Building specific OpenCV modules is done by selecting them in the build args: cmake -D BUILD_LIST=module1,module2.
Depending on specific usecase, select modules may need to be added as dependencies, otherwise OpenCV build may fail.

In this format the resulting build image is around 1.05 GB.

Dockerfile.gstreamer

This example presents how NVidia gstreamer libraries containing gst elements can be used withing a gstreamer pipeline.

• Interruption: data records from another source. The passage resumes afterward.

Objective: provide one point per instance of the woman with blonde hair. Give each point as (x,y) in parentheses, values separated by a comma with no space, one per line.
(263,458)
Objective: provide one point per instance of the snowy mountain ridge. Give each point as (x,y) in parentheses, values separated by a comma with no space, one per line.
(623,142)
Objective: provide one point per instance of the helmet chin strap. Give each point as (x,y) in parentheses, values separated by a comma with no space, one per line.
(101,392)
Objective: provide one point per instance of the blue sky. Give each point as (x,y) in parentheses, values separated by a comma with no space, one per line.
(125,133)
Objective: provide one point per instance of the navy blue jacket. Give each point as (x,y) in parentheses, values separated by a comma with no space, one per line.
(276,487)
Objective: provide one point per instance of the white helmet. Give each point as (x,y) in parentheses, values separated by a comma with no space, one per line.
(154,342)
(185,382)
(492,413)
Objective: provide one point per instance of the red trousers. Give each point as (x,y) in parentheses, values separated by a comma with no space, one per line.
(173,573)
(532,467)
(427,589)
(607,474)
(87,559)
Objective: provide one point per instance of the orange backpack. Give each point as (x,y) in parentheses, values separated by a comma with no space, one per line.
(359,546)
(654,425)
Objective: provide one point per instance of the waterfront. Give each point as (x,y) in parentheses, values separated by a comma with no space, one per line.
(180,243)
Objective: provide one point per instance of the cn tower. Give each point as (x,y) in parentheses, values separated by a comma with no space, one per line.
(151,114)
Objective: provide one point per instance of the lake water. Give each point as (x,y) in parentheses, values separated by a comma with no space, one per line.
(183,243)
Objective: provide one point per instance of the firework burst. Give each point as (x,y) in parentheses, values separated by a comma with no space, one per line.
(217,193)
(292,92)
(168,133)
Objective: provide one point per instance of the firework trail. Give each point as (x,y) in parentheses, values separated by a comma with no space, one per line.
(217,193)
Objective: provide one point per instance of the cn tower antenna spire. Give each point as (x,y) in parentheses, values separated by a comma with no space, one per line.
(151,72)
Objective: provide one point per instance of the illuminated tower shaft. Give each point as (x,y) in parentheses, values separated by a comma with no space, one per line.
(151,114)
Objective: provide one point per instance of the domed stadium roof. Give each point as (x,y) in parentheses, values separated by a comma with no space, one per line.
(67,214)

a) Build Dockerfile.gstreamer
b) After application is successfully uploaded to the jetson-nano board, execute in a container:
   $ gst-inspect-1.0 |grep omx
     mx:  nvoverlaysink: OpenMax Video Sink
     omx:  omxvp9enc: OpenMAX VP9 Video Encoder
     omx:  omxvp8enc: OpenMAX VP8 Video Encoder
     omx:  omxh265enc: OpenMAX H.265 Video Encoder
     omx:  omxh264enc: OpenMAX H.264 Video Encoder
     omx:  omxwmvdec: OpenMAX WMV Video Decoder
     omx:  omxmpeg2videodec: OpenMAX MPEG2 Video Decoder
     omx:  omxvp9dec: OpenMAX VP9 Video Decoder
     omx:  omxvp8dec: OpenMAX VP8 Video Decoder
     omx:  omxh265dec: OpenMAX H.265 Video Decoder
     omx:  omxh264dec: OpenMAX H.264 Video Decoder
     omx:  omxmpeg4videodec: OpenMAX MPEG4 Video Decoder
     libav:  avenc_h264_omx: libav OpenMAX IL H.264 video encoder encoder

c) A test pipeline can be constructed like so:
   $ gst-launch-1.0 videotestsrc ! 'video/x-raw, format=(string)I420,width=(int)640, height=(int)480' ! omxh264enc ! 'video/x-h264, stream-format=(string)byte-stream' ! h264parse ! omxh264dec ! nvoverlaysink -e
     Pipeline is PREROLLING ...
     Framerate set to : 30 at NvxVideoEncoderSetParameterNvMMLiteOpen : Block : BlockType = 4
     ===== NVMEDIA: NVENC =====
     NvMMLiteBlockCreate : Block : BlockType = 4
     H264: Profile = 66, Level = 40
     NvMMLiteOpen : Block : BlockType = 261
     NVMEDIA: Reading sys.display-size : status: 6
     NvMMLiteBlockCreate : Block : BlockType = 261
     Allocating new output: 640x480 (x 24), ThumbnailMode = 0
     OPENMAX: HandleNewStreamFormat: 3595: Send OMX_EventPortSettingsChanged: nFrameWidth = 640, nFrameHeight = 480
     Pipeline is PREROLLED ...
     Setting pipeline to PLAYING ...
     New clock: GstSystemClock

d) While the gstreamer pipeline from step c) is running, open a HostOS tab in the dashboard and execute the following line:
   ~# cp $(find /  | grep tegrastats | grep data) /tmp/ && /tmp/tegrastats

   You should see logs similar to this:
   RAM 871/3964MB (lfb 29x4MB) IRAM 0/252kB(lfb 252kB) CPU [25%@307,19%@307,25%@307,15%@307] EMC_FREQ 2%@1600 GR3D_FREQ 0%@76 NVENC 716 NVDEC 716 APE 25 [email protected] [email protected] PMIC@100C [email protected] AO@44C thermal@36C POM_5V_IN 2798/2789 POM_5V_GPU 0/0 POM_5V_CPU 370/378

   NVENC and NVDEC show that the hardware decoders are currently running. If you stop the gst-launch-1.0 application, NVENC and NVDEC will no longer be displayed by tegrastats.